Il ouvrit la main. L’inconnu s’écrasa près de lui, stupéfait et à moitié étouffé par les nuages de poussière et de moisissure. Toru l’examina. Japonais. Jeune. Fort. Vêtu de gris et de brun. Des couteaux à la ceinture. À terre, à côté, un pistolet Nambu avec un silencieux. L’armure signala qu’il portait trois kanjis.
Le garde fantôme leva les yeux. Son expression interloquée le prouvait : il savait qu’il était face à un garde de fer et ne s’était pas attendu à voir au cours de sa mission une armure Nishimura, terriblement rare. Cerise sur le gâteau : il ne tenta pas de s’enfuir, puisqu’il supposait Toru dans le même camp que lui. Les gardes fantômes vous filaient facilement entre les doigts : l’ordre recrutait surtout des estompeurs et des voyageurs.

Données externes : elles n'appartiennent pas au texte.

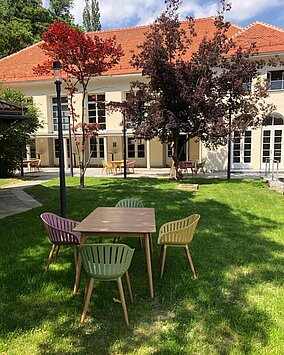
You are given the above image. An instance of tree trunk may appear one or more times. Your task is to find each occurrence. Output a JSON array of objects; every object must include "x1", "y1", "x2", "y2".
[{"x1": 171, "y1": 135, "x2": 181, "y2": 180}]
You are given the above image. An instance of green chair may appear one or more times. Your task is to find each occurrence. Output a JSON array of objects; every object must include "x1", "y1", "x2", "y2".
[
  {"x1": 158, "y1": 214, "x2": 200, "y2": 278},
  {"x1": 79, "y1": 243, "x2": 135, "y2": 326}
]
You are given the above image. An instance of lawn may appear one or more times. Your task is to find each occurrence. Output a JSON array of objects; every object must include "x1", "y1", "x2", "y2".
[{"x1": 0, "y1": 178, "x2": 284, "y2": 354}]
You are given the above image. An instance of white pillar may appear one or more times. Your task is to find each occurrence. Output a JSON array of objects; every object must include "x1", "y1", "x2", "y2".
[
  {"x1": 63, "y1": 138, "x2": 68, "y2": 170},
  {"x1": 146, "y1": 141, "x2": 151, "y2": 169}
]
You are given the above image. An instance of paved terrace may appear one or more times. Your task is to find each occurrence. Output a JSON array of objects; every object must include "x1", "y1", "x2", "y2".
[{"x1": 0, "y1": 168, "x2": 284, "y2": 219}]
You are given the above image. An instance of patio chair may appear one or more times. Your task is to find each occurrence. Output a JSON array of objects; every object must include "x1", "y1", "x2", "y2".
[
  {"x1": 102, "y1": 160, "x2": 115, "y2": 175},
  {"x1": 126, "y1": 160, "x2": 136, "y2": 174},
  {"x1": 40, "y1": 212, "x2": 81, "y2": 272},
  {"x1": 79, "y1": 244, "x2": 134, "y2": 326},
  {"x1": 158, "y1": 214, "x2": 200, "y2": 278},
  {"x1": 195, "y1": 159, "x2": 206, "y2": 175}
]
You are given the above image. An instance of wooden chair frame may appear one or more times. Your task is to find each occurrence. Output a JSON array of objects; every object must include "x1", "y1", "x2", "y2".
[{"x1": 158, "y1": 214, "x2": 200, "y2": 278}]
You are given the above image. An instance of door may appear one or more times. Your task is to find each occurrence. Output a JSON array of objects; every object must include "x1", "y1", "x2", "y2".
[
  {"x1": 232, "y1": 130, "x2": 252, "y2": 170},
  {"x1": 261, "y1": 114, "x2": 284, "y2": 169}
]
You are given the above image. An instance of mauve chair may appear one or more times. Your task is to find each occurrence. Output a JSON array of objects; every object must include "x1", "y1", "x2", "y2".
[{"x1": 40, "y1": 212, "x2": 81, "y2": 272}]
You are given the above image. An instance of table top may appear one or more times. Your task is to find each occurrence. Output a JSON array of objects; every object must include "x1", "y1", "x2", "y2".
[{"x1": 74, "y1": 207, "x2": 156, "y2": 234}]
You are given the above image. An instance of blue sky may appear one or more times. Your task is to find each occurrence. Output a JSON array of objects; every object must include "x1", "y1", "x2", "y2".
[{"x1": 43, "y1": 0, "x2": 284, "y2": 29}]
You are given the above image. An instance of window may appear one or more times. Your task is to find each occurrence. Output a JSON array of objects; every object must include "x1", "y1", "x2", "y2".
[
  {"x1": 23, "y1": 139, "x2": 36, "y2": 159},
  {"x1": 127, "y1": 138, "x2": 145, "y2": 158},
  {"x1": 137, "y1": 143, "x2": 145, "y2": 158},
  {"x1": 233, "y1": 131, "x2": 252, "y2": 164},
  {"x1": 244, "y1": 131, "x2": 251, "y2": 163},
  {"x1": 52, "y1": 97, "x2": 69, "y2": 131},
  {"x1": 242, "y1": 82, "x2": 251, "y2": 92},
  {"x1": 90, "y1": 138, "x2": 104, "y2": 159},
  {"x1": 267, "y1": 70, "x2": 284, "y2": 90},
  {"x1": 88, "y1": 94, "x2": 106, "y2": 129},
  {"x1": 263, "y1": 113, "x2": 284, "y2": 126},
  {"x1": 127, "y1": 138, "x2": 135, "y2": 158},
  {"x1": 54, "y1": 139, "x2": 70, "y2": 158}
]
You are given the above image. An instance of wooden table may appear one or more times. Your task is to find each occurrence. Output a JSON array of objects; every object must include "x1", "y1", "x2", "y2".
[{"x1": 74, "y1": 207, "x2": 156, "y2": 298}]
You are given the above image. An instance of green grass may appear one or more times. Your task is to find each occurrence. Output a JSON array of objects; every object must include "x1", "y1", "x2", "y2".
[
  {"x1": 0, "y1": 176, "x2": 38, "y2": 189},
  {"x1": 0, "y1": 178, "x2": 284, "y2": 355}
]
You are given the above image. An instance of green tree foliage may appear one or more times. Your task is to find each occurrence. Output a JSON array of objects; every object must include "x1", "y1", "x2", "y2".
[
  {"x1": 49, "y1": 0, "x2": 74, "y2": 23},
  {"x1": 83, "y1": 0, "x2": 101, "y2": 32},
  {"x1": 0, "y1": 89, "x2": 41, "y2": 177}
]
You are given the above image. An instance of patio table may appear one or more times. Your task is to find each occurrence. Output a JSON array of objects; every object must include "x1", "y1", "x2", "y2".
[{"x1": 74, "y1": 207, "x2": 156, "y2": 298}]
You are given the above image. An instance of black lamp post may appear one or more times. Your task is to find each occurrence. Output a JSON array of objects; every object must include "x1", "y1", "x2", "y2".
[
  {"x1": 53, "y1": 62, "x2": 67, "y2": 217},
  {"x1": 122, "y1": 111, "x2": 126, "y2": 179}
]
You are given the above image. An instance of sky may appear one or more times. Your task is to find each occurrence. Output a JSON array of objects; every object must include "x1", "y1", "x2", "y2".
[{"x1": 43, "y1": 0, "x2": 284, "y2": 30}]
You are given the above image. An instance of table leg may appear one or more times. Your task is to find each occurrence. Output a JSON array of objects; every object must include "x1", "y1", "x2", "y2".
[
  {"x1": 144, "y1": 233, "x2": 154, "y2": 298},
  {"x1": 73, "y1": 233, "x2": 86, "y2": 294}
]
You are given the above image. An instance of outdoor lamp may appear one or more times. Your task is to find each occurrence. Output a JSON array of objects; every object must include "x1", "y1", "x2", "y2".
[{"x1": 53, "y1": 61, "x2": 67, "y2": 217}]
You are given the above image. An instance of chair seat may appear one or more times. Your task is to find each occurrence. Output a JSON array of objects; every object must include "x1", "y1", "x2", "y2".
[
  {"x1": 158, "y1": 214, "x2": 200, "y2": 277},
  {"x1": 80, "y1": 243, "x2": 134, "y2": 326}
]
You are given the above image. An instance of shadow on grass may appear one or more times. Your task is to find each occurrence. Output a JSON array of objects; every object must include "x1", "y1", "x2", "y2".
[{"x1": 0, "y1": 178, "x2": 284, "y2": 354}]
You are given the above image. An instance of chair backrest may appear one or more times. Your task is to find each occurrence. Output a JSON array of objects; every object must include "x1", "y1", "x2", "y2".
[
  {"x1": 126, "y1": 160, "x2": 136, "y2": 168},
  {"x1": 196, "y1": 159, "x2": 206, "y2": 169},
  {"x1": 115, "y1": 198, "x2": 144, "y2": 208},
  {"x1": 40, "y1": 212, "x2": 80, "y2": 245},
  {"x1": 158, "y1": 214, "x2": 200, "y2": 245},
  {"x1": 79, "y1": 243, "x2": 135, "y2": 280}
]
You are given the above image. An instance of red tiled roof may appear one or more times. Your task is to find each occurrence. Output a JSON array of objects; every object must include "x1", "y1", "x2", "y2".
[
  {"x1": 234, "y1": 22, "x2": 284, "y2": 53},
  {"x1": 0, "y1": 17, "x2": 284, "y2": 83}
]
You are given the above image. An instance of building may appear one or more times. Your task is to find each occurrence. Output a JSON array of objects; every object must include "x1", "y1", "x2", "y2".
[{"x1": 0, "y1": 17, "x2": 284, "y2": 172}]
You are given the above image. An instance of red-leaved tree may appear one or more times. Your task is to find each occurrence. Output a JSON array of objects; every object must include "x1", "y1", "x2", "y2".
[
  {"x1": 34, "y1": 21, "x2": 123, "y2": 187},
  {"x1": 127, "y1": 0, "x2": 273, "y2": 177}
]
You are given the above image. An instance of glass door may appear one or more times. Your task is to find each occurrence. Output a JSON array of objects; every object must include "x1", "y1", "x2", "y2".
[
  {"x1": 262, "y1": 127, "x2": 283, "y2": 166},
  {"x1": 232, "y1": 131, "x2": 252, "y2": 169}
]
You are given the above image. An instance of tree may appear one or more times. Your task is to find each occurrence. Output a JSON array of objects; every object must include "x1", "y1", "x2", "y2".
[
  {"x1": 49, "y1": 0, "x2": 74, "y2": 23},
  {"x1": 83, "y1": 0, "x2": 101, "y2": 32},
  {"x1": 34, "y1": 21, "x2": 123, "y2": 187},
  {"x1": 0, "y1": 89, "x2": 41, "y2": 177},
  {"x1": 127, "y1": 0, "x2": 272, "y2": 176},
  {"x1": 0, "y1": 0, "x2": 76, "y2": 58}
]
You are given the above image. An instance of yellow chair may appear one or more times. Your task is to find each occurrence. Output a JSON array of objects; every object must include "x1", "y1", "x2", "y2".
[{"x1": 158, "y1": 214, "x2": 200, "y2": 278}]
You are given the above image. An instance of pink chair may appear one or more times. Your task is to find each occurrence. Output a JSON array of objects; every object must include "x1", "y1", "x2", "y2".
[
  {"x1": 40, "y1": 212, "x2": 81, "y2": 272},
  {"x1": 126, "y1": 160, "x2": 136, "y2": 174}
]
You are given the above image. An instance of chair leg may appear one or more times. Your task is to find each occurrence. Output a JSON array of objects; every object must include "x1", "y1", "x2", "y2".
[
  {"x1": 117, "y1": 277, "x2": 129, "y2": 326},
  {"x1": 184, "y1": 245, "x2": 196, "y2": 278},
  {"x1": 80, "y1": 278, "x2": 94, "y2": 324},
  {"x1": 125, "y1": 271, "x2": 133, "y2": 303},
  {"x1": 161, "y1": 245, "x2": 167, "y2": 278},
  {"x1": 73, "y1": 245, "x2": 78, "y2": 268},
  {"x1": 55, "y1": 245, "x2": 60, "y2": 260},
  {"x1": 45, "y1": 244, "x2": 55, "y2": 272}
]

Une goutte de sang tomba par le trou du plafond. Elle sortait du cou du chevalier que le garde fantôme venait d’éliminer. Elle traça une ligne rouge sur une corne de Toru.
« Qu’est-ce que la garde de fer fabrique ici ? siffla le fantôme. C’est maître Hayate qui dirige l’opération ! »
Hayate ?
Toru posa sa botte de métal sur la poitrine du garde fantôme. Il avait oublié la puissance de l’armure, et l’homme faillit exploser quand il appuya un bon coup. Hayate était l’un des meilleurs assassins de l’Imperium. S’il avait repéré le Grimnoir, la mission était menacée. Toru libéra son pied pour se précipiter dans l’angle où il entassait ses armes. Il souleva le tetsubo hérissé de pointes. Dans ses mains d’acier, l’arme monstrueuse n’était pas plus lourde qu’un crayon.

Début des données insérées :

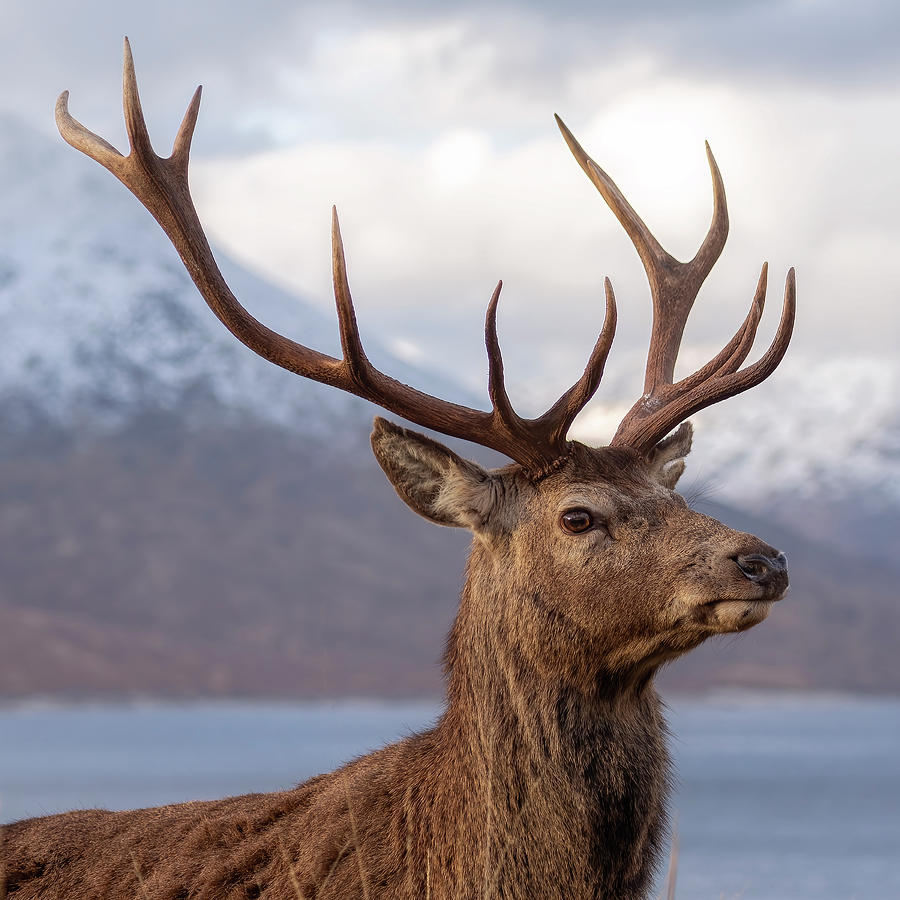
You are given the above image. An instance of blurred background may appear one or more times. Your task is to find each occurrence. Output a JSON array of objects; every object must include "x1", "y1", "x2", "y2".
[{"x1": 0, "y1": 0, "x2": 900, "y2": 898}]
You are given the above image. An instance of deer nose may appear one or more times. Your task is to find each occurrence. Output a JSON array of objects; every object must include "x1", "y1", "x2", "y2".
[{"x1": 732, "y1": 553, "x2": 787, "y2": 587}]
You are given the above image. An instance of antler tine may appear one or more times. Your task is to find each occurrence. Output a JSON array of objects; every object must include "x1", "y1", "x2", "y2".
[
  {"x1": 122, "y1": 38, "x2": 156, "y2": 157},
  {"x1": 611, "y1": 268, "x2": 797, "y2": 453},
  {"x1": 55, "y1": 91, "x2": 125, "y2": 177},
  {"x1": 57, "y1": 39, "x2": 612, "y2": 472},
  {"x1": 554, "y1": 115, "x2": 677, "y2": 278},
  {"x1": 331, "y1": 206, "x2": 372, "y2": 386},
  {"x1": 484, "y1": 281, "x2": 521, "y2": 427},
  {"x1": 556, "y1": 116, "x2": 728, "y2": 395},
  {"x1": 540, "y1": 278, "x2": 617, "y2": 442},
  {"x1": 675, "y1": 263, "x2": 769, "y2": 392}
]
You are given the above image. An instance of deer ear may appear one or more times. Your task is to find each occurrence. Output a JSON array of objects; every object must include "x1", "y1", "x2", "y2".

L’armure, ce soir, subirait un test plus exigeant qu’il ne l’avait prévu.
Lance vit l’épée glisser entre ses côtes avant de ressentir la douleur. Le ninja voulu l’enfoncer davantage, mais l’Américain empoigna la lame et serra malgré le tranchant qui mordait dans sa paume. En même temps, il saisit le revolver qui attendait dans son holster.

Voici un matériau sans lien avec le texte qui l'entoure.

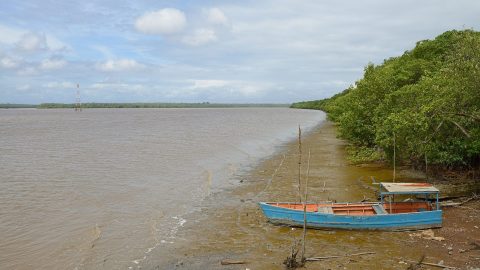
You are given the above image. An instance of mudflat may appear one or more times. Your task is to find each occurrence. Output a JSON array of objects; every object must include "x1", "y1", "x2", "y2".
[{"x1": 142, "y1": 122, "x2": 480, "y2": 269}]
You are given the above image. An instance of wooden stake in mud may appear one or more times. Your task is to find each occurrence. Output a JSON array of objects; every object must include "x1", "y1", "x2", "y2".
[
  {"x1": 298, "y1": 125, "x2": 302, "y2": 203},
  {"x1": 393, "y1": 133, "x2": 397, "y2": 183},
  {"x1": 301, "y1": 149, "x2": 310, "y2": 263}
]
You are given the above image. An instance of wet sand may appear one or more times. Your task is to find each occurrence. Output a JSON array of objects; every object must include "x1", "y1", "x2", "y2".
[{"x1": 142, "y1": 122, "x2": 480, "y2": 269}]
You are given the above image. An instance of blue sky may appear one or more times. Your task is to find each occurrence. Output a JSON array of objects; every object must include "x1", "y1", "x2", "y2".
[{"x1": 0, "y1": 0, "x2": 480, "y2": 103}]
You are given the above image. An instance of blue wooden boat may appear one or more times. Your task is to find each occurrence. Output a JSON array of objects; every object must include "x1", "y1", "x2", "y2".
[{"x1": 259, "y1": 182, "x2": 442, "y2": 230}]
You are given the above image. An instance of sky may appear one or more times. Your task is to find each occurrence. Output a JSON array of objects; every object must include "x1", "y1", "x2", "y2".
[{"x1": 0, "y1": 0, "x2": 480, "y2": 104}]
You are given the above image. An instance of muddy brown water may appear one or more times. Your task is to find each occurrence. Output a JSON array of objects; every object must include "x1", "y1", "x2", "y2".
[
  {"x1": 0, "y1": 108, "x2": 325, "y2": 269},
  {"x1": 142, "y1": 122, "x2": 442, "y2": 269}
]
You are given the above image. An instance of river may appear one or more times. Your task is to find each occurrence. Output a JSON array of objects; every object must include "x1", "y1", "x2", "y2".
[{"x1": 0, "y1": 108, "x2": 325, "y2": 269}]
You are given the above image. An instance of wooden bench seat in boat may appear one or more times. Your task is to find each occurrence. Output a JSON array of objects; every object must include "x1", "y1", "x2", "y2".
[
  {"x1": 318, "y1": 206, "x2": 333, "y2": 214},
  {"x1": 372, "y1": 204, "x2": 388, "y2": 215}
]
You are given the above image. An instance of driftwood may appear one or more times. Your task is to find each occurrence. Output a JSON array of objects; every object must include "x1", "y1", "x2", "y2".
[
  {"x1": 220, "y1": 260, "x2": 247, "y2": 265},
  {"x1": 306, "y1": 251, "x2": 375, "y2": 262},
  {"x1": 406, "y1": 260, "x2": 457, "y2": 269}
]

Le ninja poussa. La lame dérapa dans sa main couverte de sang. Lance sentit des flammes lui brûler les poumons. Il releva le chien et planta le canon dans l’aisselle du ninja avant de le pointer droit sur les organes vitaux. Le voyageur comprit ce qui se passait, mais trop tard – il n’était bien sûr pas aussi rapide que Faye.
Son cœur s’arracha à sa poitrine.
C’était la zizanie. La lampe à pétrole de Diamond tomba à terre et explosa. Des bottes de tissu noir, avec des découpes pour les orteils, atterrissaient autour de lui. Lance dégagea l’épée avec une grimace de douleur ; elle lui racla les côtes. Il y avait du sang partout. Il en coulait de sa poitrine. De sa main. Des autres chevaliers, qu’on coupait en morceaux dans leur sommeil. Une forme noire apparut, mais Lance ramena le chien de sa main blessée tout en écrasant la détente, et le ninja reçut trois balles dans la poitrine.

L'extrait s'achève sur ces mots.